The HBO movie’s likeness to these petulant long-time rivals is coincidental, according to Gelbart, who traces his teleplay to talks he had in October 1994 with Robert Cooper, then-president of HBO Pictures. That preceded the shrill headlines recently generated by Murdoch vs. Turner.


“Bob wanted to do something about the tabloidization of America, all this celebrity mongering,” Gelbart said recently. He has no affection for the so-called mainstream media that increasingly swim in tabloid muck. “It takes our eye off the ball,” said Gelbart, 68. “We’re more concerned with who is sleeping with whom and who is having a baby. The real problems in America and in the world go unnoticed while the prurient side of us is appealed to.”

But “Weapons of Mass Distraction” ranges far beyond the tabloids themselves. “I went from that to the idea of the people who create the tabloidization,” said Gelbart. “Among other things, what if that process got turned back on them and they got eaten by their own machinery?

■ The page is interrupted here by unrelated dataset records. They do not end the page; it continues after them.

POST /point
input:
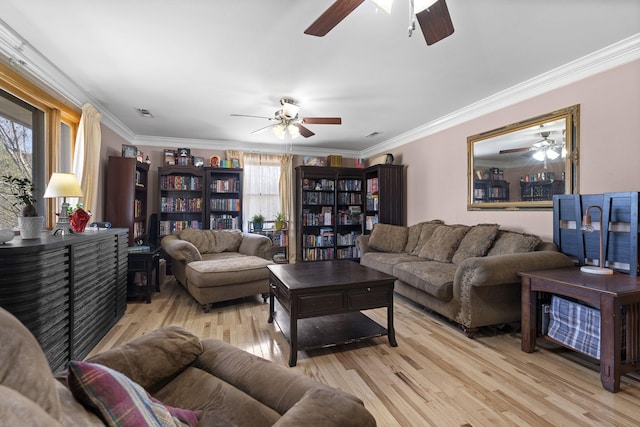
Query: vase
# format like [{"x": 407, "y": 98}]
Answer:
[{"x": 30, "y": 226}]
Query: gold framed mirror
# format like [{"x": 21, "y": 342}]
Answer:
[{"x": 523, "y": 165}]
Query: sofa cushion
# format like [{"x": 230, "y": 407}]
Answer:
[
  {"x": 476, "y": 242},
  {"x": 225, "y": 240},
  {"x": 510, "y": 242},
  {"x": 385, "y": 261},
  {"x": 221, "y": 403},
  {"x": 120, "y": 401},
  {"x": 227, "y": 271},
  {"x": 426, "y": 231},
  {"x": 442, "y": 245},
  {"x": 198, "y": 238},
  {"x": 388, "y": 238},
  {"x": 432, "y": 277}
]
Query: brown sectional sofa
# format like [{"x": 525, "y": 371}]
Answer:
[
  {"x": 219, "y": 265},
  {"x": 228, "y": 386},
  {"x": 469, "y": 274}
]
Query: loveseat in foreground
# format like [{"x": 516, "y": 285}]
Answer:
[
  {"x": 219, "y": 265},
  {"x": 469, "y": 274},
  {"x": 210, "y": 380}
]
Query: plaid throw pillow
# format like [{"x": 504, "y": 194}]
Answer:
[{"x": 120, "y": 401}]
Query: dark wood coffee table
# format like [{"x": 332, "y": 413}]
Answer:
[{"x": 321, "y": 303}]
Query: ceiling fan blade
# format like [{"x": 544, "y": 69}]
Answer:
[
  {"x": 261, "y": 129},
  {"x": 322, "y": 120},
  {"x": 248, "y": 115},
  {"x": 332, "y": 17},
  {"x": 304, "y": 131},
  {"x": 435, "y": 22},
  {"x": 516, "y": 150}
]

And that’s what this piece turned out to be.”

Gelbart earlier exhibited his ability to divert battling corporate titans to comedy by writing the seductively witty script for Emmy winner “Barbarians at the Gate,” HBO’s novel-based 1993 movie depicting the leveraged buyout of RJR Nabisco. Although a tome about Wall Street insiders easily could have rendered viewers comatose, this one was swinging entertainment, ingeniously managing to extend laughs even to the manufacturing of cigarettes.

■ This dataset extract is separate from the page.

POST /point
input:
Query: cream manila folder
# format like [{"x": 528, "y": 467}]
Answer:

The combatants of Gelbart’s latest HBO movie puff and choke on their own egos.

Gelbart, whose most acclaimed credits include TV’s “MASH,” the big screen’s “Tootsie” and Broadway’s Tony-winning “City of Angels,” is also executive producer of “Weapons of Mass Distraction.” His story finds Lionel Powers (Byrne) and Julian Messenger (Kingsley) seeking to buy the same professional football team, with each ruthlessly using his global media empire to try to destroy the other. There was surely nothing accidental about Gelbart naming them Powers and Messenger.

“These people have an agenda, and that agenda is the bottom line,” Gelbart said. “The two of them, combined, own networks, cable firms, magazines, publishing firms, movie firms and production facilities, which produce fodder for their outlets. They intimidate or buy politicians so they can get legislation favorable to them. They are dynastic, training children and grandchildren to continue the operation. They own communications.”

So what’s wrong with giving the few so much control?

First the Gelbart joke: “It kind of worked for Nazi Germany, why wouldn’t it work for us?” Then his answer: “It’s a bad thing to shape events so that they sit on the anvil of someone’s opinion, rather than being an impartial collector of news and opinion.”


Increasingly, those impartial collectors are disappearing, and big media companies merging with even bigger ones won’t bring them back.